Andrien, the former registrar who started at Yale as administrative assistant to then-Associate Dean for Student Affairs Robert H. Gifford, M.D., HS ’67, was approached earlier this year by a headhunting firm. She said several factors about the job intrigued her. There was “the opportunity of developing a program from square one,” she said, and the excitement and exoticism of “working in a very different culture, living in a different area, being able to travel and experience other parts of the world.”

The decision was not an easy one. Her husband, Steve, a sales representative for a company that markets class rings, will stay in Connecticut, at least for a while, she said, although she’ll be able to visit every eight weeks. Andrien said she’ll also miss the students. “At commencement, as the students were going by, I was feeling so torn and sad,” she said. “But I kept thinking, ‘They move on so it’s OK if I move on.’ ”

It may strike some as a particularly difficult and dangerous time to be taking on a job in as volatile a region as the Middle East, but after a long weekend in Doha in June, Andrien found the country reassuring. “I felt very safe there,” she said, noting that she’ll live in a housing complex for international workers.

Qatar is a Connecticut-sized patch of desert on a peninsula that juts out into the Persian Gulf from its only land border, with Saudi Arabia.
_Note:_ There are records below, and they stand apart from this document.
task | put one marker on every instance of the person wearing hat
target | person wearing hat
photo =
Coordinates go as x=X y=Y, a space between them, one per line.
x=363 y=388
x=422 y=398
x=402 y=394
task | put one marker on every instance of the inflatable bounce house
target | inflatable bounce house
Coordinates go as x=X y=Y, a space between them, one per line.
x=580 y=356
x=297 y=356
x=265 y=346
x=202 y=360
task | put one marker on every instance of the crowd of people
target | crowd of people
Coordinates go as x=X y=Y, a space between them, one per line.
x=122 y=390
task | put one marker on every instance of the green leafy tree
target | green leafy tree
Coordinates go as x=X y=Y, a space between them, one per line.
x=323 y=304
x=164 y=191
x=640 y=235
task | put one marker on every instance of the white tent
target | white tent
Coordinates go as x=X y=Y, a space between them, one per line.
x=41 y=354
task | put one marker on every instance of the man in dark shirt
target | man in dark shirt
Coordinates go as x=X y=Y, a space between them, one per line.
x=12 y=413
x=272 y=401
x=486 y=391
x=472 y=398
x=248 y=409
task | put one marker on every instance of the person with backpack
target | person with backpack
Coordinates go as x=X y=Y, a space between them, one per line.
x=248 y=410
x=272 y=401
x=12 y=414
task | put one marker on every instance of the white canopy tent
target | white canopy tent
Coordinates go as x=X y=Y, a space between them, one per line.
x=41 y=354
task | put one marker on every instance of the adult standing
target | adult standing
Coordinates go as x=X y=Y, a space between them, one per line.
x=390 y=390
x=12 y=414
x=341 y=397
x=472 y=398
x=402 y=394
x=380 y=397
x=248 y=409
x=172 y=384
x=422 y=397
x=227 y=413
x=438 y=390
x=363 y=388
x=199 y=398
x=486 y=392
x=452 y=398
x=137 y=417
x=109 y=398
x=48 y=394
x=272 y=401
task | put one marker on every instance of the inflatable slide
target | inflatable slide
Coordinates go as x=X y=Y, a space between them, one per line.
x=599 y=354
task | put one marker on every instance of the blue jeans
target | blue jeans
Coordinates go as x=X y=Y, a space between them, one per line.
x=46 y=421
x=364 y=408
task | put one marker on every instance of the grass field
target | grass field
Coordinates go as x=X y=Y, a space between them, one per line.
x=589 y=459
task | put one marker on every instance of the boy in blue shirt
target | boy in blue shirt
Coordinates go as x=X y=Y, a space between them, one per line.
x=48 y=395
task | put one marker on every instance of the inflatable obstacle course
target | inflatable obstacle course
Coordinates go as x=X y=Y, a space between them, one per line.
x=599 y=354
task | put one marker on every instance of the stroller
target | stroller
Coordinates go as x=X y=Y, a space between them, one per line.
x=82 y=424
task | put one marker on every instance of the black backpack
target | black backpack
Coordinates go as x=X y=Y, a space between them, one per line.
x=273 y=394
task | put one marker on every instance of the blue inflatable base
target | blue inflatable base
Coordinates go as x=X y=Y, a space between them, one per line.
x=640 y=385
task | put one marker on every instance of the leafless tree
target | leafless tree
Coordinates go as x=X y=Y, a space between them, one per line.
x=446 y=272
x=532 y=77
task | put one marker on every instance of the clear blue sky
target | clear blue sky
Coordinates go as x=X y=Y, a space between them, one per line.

The country has a progressive administration that allows women to drive and doesn’t require them to cover their faces. Andrien expects 70 percent of the school’s first premed class to be women. “If women were not treated well I would not have taken the job,” she said. “My key role is to be working with the students and counseling them academically, careerwise and somewhat personally.”

That personal touch is what has endeared her to hundreds of medical students, as well as the medical school faculty. “You have made a big university feel like a community,” said Richard Belitsky, M.D., associate clinical professor of psychiatry, one of the speakers at a farewell reception in July.

“She has this amazing ability to make you feel like you’re so special,” said Kavita Mariwalla, a third-year student. “She makes you feel like she is giving you her undivided attention.”

Nancy R. Angoff, M.P.H. ’81, M.D. ’90, HS ’93, admitted that her first thoughts on hearing of Andrien’s leaving were selfish. “What am I going to do?” she asked herself. Then another thought came to Angoff. “The students in Qatar are the most fortunate medical students in the world right now.”